Les cinquième latinistes sont d’une politesse qui n’a d’égal que leur respect à l’égard du corps enseignant (en l’occurence un corps d’un mètre soixante dix-sept qui leur sourit actuellement comme un désaxé). L’une d’entre elle finit par prendre la parole, en tentant de creuser à travers l’asphalte de la cours de récréation pour s’enfoncer sous terre.

“Monsieur. On est lundi matin. On a musique, pas latin.”

Enfer. Et. Damnation.

Je cours, je vole, je vais devoir permuter le cours que j’ai préparé cet après-midi ce matin mais ça n’est pas grave, je redépasse les mêmes deux troisièmes, que fichent-elles encore dans les couloirs, je viens me planter devant quelques quatrièmes juste un brin essouffl…

“Monsieur. On est lundi matin. Pas latin.”

Enfer. Et. Damnation. (mais pire)

Coucou les troisièmes qui me fixent avec des yeux bovins depuis tout à l’heure. Devinez quoi ? C’est la première heure de la rentrée et je n’ai pas de cours à vous proposez parce que j’ai OUBLIÉ MON FUCKIN’ EMPLOI DU TEMPS PENDANT LES VACANCES !

Les genoux un brin tremblant je parviens à improviser un truc autour du statut des femmes sous l’Empire qui se tient à peu près (style gelée de groseille). Béni soit le féminisme et le manuel.

Plus tard j’apprends que je ne suis pas le seul à avoir un peu de mal à raccrocher : C. a proposé à L. d’aller manger au R.U ce midi.

Retour des troisièmes. Bonheur et frustration. J’ai tellement de papiers et de consignes à donner aux 3èmes Orphée que je loupe complètement leurs retrouvailles. L’éternel dilemme du prof principal de troisième, submergé par l’administratif.

“Mais au fait, quelqu’un a vu S. ?
– Ben il est en stage monsieur.
– Pardon ?
– Ben oui, c’est vous qui lui avez donné l’autorisation de faire son stage en avance.
– Attendez je la refais. PARDON ?”

Stupeur. S. m’a en effet envoyé pendant les vacances un message me demandant s’il fallait aller en cours pendant la période de stage. Il a pris ma réponse négative pour une autorisation à l’effectuer n’importe quand. J’appelle en catastrophe la pharmacie où il travaille avec efficacité et discrétion pour qu’on me le ramène par la peau des fesses. Le môme s’excuse d’un air de Pierrot coupable et repart gentiment en cours.

3ème Tortipouss, on commence à parler de l’Antigone de Anouilh et des enjeux de la pièce, en particulier le droit à la désobéissance. B. s’emporte, sans avoir encore lu une ligne du texte. 

“Non mais faut arrêter, c’est n’importe quoi ! Si on commence à décréter ce qui est bien ou pas par nous-même, on va où ?”

B. est toujours le premier à faire des coups en douce, B. est toujours le premier à gruger.

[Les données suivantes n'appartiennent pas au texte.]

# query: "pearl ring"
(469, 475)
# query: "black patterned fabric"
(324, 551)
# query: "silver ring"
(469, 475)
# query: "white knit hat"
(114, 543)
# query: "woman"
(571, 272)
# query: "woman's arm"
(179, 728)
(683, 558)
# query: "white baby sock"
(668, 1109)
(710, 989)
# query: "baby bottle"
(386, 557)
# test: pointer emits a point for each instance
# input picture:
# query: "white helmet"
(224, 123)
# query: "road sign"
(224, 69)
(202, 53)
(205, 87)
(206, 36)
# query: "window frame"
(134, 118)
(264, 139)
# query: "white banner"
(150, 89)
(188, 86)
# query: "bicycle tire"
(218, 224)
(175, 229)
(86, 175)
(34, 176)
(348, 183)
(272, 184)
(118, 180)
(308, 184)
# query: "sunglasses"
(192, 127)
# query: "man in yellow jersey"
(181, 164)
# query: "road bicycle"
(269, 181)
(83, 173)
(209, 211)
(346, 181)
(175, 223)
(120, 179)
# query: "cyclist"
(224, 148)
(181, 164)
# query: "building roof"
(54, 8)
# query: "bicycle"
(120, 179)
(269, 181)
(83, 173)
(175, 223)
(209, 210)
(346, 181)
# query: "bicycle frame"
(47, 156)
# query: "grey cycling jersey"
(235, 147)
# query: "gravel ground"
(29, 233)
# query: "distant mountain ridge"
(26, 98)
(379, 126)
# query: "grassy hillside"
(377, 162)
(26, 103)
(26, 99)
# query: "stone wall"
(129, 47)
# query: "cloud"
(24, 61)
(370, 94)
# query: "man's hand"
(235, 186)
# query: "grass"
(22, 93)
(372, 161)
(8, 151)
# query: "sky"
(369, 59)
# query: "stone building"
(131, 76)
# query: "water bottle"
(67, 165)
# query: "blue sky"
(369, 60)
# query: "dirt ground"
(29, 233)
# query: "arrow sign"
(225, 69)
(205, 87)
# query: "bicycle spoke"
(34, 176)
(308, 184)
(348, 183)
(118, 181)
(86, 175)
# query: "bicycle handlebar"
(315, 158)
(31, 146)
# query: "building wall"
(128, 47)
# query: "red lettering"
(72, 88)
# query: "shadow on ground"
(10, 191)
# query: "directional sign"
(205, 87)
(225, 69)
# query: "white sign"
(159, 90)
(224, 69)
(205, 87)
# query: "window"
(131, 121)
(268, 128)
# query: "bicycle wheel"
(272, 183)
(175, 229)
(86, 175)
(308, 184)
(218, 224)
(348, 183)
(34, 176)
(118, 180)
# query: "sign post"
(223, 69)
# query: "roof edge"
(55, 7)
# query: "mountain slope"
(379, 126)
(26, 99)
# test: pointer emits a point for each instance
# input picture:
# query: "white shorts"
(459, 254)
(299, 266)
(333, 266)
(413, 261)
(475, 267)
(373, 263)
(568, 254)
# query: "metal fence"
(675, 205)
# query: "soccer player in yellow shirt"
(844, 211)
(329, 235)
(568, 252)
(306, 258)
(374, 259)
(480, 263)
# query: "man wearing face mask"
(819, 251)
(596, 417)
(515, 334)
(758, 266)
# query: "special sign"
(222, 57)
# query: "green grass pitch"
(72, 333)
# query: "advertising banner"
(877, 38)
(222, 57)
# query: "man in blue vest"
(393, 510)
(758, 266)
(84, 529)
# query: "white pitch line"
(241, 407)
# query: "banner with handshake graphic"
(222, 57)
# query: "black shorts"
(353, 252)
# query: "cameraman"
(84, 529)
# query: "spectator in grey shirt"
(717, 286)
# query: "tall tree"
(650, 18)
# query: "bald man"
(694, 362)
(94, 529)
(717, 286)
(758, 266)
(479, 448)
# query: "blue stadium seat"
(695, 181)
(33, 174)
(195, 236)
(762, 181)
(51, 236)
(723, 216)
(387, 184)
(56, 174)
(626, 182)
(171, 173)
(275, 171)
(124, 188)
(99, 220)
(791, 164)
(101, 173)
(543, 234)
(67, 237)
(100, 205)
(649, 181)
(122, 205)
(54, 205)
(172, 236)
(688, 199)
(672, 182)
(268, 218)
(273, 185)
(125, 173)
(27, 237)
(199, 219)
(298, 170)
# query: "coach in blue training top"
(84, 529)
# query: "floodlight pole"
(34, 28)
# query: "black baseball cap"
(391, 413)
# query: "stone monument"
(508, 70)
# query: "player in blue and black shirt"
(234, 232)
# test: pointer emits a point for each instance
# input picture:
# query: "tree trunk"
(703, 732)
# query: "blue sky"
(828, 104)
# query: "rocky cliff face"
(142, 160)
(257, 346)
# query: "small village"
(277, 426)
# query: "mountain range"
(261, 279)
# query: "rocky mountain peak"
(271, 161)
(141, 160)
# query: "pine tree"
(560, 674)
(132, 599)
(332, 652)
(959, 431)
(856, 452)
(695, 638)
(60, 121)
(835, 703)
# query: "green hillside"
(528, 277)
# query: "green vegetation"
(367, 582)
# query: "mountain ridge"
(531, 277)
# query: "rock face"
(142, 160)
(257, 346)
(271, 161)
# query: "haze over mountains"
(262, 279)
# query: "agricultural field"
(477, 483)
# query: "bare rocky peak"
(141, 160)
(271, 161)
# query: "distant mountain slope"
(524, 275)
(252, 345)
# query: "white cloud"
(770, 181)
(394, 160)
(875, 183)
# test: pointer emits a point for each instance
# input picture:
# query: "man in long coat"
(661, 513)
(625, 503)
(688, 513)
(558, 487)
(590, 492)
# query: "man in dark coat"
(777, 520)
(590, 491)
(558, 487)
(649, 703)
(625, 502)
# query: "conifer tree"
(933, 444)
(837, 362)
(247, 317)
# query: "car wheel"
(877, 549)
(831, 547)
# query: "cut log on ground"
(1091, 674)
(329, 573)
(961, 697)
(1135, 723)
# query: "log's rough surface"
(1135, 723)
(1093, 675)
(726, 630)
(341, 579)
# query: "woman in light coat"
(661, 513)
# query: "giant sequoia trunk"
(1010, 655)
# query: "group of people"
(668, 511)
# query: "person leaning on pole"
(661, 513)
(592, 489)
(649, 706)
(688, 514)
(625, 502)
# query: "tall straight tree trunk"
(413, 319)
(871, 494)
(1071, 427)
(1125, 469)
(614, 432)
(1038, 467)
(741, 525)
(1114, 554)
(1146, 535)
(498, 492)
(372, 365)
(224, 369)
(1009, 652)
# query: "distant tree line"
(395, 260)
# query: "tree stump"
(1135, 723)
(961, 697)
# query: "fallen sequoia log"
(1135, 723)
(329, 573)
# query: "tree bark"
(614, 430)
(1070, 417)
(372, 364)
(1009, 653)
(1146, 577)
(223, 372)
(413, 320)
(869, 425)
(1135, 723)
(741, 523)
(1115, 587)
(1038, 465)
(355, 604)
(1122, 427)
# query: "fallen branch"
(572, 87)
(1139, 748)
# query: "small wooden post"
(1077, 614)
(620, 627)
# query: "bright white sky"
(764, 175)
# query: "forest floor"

B. veut être commissaire de police.  

Latin 4ème, enfin. Sans leur parler de ce qui les attend, je commence à leur faire explorer Pompéi. Soupirs d’extase. “C’est génial monsieur on a l’impression d’être dans une machine à remonter le temps et qu’on se promène dans la ville !”

S’ils savaient ce qui les attend…

Dimanche 1er novembre

Et le dimanche on s’évade.

Homogenic c’est le début de ma carrière d’auditeur. C’est la première fois où, adolescent, j’ai ouvert les oreilles. Et j’ai vraiment, vraiment écouté. Avant, la musique existait. Charmant accessoire de la réalité.

Et puis Björk, et Homogenic.

Quelque chose qui me fuse au cerveau. Les sons ne cherchent pas à faire joli. La voix vrille, furieuse, vrombissante. Comme si elle cherchait à percer un plafond invisible. Soutenue par des instruments, certains que je connais, d’autre pas. Tous tendus, comme une corde d’arc dans le même sens. Proposer quelque chose de nouveau. Ouvrir des failles.

C’est pour moi le début de la musique.